Food Chaining: Double the Number of Foods Your Child Eats

Food Chaining: Double the Number of Foods Your Child Eats

Food chaining for kids who are picky eaters

Good nutrition is important for healthy growth and development, and it sets the stage for a lifetime of healthy eating. Getting your preschooler to stop playing and sit down to dinner is challenging enough, let alone getting her to eat the nutritious meal you just prepared. Preschoolers are picky by nature. For some kids, fussy eating is a fleeting stage. For others, it can become an ongoing challenge and make mealtime a stressful, chaotic experience for everyone involved.

“If a child isn’t eating a variety of foods, her diet may be lacking in important nutrients, such as iron, vitamin D and zinc,” says Annelise Johnson, a speech-language pathologist at Akron Children’s Hospital. “Selective eating can eventually affect a child’s growth.”

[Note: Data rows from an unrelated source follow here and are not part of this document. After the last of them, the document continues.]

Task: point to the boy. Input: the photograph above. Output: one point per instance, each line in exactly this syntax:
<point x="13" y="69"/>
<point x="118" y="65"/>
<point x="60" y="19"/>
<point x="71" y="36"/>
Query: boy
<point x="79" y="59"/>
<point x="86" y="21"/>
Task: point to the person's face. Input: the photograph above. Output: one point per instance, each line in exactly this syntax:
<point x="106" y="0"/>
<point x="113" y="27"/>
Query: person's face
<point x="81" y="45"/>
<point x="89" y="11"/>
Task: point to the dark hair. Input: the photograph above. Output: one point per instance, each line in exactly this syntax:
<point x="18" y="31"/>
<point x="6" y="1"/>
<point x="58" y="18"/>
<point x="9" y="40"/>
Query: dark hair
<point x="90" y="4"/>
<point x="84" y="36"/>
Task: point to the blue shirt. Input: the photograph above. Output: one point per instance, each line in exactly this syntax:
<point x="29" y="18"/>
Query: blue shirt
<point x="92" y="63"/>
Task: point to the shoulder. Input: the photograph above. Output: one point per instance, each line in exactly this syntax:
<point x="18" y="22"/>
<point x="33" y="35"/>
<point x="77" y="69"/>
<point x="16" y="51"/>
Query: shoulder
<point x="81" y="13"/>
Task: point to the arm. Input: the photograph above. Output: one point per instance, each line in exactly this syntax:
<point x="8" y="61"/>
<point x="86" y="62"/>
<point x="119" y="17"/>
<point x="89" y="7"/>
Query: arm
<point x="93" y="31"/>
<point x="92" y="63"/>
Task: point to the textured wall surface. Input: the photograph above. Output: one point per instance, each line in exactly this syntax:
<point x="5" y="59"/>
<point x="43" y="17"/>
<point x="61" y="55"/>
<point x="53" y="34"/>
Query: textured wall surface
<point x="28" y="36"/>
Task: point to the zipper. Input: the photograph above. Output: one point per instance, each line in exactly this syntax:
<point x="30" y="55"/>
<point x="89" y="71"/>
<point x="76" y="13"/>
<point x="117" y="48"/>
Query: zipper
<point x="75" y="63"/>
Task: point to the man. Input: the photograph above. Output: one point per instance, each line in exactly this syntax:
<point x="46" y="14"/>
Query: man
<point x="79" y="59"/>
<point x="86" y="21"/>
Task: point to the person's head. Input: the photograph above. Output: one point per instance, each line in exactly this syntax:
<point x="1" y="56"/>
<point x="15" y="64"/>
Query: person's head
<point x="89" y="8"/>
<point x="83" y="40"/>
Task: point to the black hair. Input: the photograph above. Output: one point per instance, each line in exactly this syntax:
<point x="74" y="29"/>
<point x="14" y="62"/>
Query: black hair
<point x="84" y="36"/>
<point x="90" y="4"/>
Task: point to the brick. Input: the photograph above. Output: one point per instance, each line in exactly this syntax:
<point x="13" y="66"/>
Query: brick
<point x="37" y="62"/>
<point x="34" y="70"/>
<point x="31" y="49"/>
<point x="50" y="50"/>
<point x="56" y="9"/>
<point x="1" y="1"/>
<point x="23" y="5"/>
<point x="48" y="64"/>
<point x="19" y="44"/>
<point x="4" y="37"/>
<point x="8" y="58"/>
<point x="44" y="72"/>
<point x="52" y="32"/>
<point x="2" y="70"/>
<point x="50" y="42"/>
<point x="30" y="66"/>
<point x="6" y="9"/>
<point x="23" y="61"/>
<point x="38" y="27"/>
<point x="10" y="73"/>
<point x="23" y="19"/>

In recent years, a new practice called “food chaining” has emerged in many households. It’s a research-proven strategy as described in the book, “Food Chaining: The Proven 6-Step Plan to Stop Picky Eating, Solve Feeding Problems and Expand Your Child’s Diet,” by Cheri Fraker.

The technique builds on a child’s successful eating experiences by creating a series of links between those foods she or he eats well to new foods you wish them to eat.

“When done correctly, food chaining can be a very effective strategy to expand the foods within a child’s diet because it is based off of a child’s natural preferences and builds upon other successful eating experiences,” Johnson says.

This unique feeding therapy has been practiced in the medical field for quite some time for children with autism, severe aversions to textures, or other feeding problems. In recent years, it’s also being practiced at home.

Johnson gives tips on how parents can get started and try this in their own homes to double the number of foods their preschooler eats.

Look for patterns within favorite foods that your child consistently eats. Patterns may include things like taste (salty, sweet, savory, spicy), texture (smooth, crunchy, lumpy) and temperature. Think about why they like it. Is it hot? Is it wet? Is it crunchy?

“Parents must first understand what is meant by a ‘food chain,’” Johnson says. “A food chain is a list of foods that have the same features, such as flavor, texture or shape, as the ones your child currently eats.”

Offer foods that are very similar to the ones your child enjoys eating and is very likely to eat. At first, start with a slight variation, maybe a different brand of chicken nuggets, and then choose something with the same texture, like grilled chicken. Use properties that are similar to create the branch to the new variety.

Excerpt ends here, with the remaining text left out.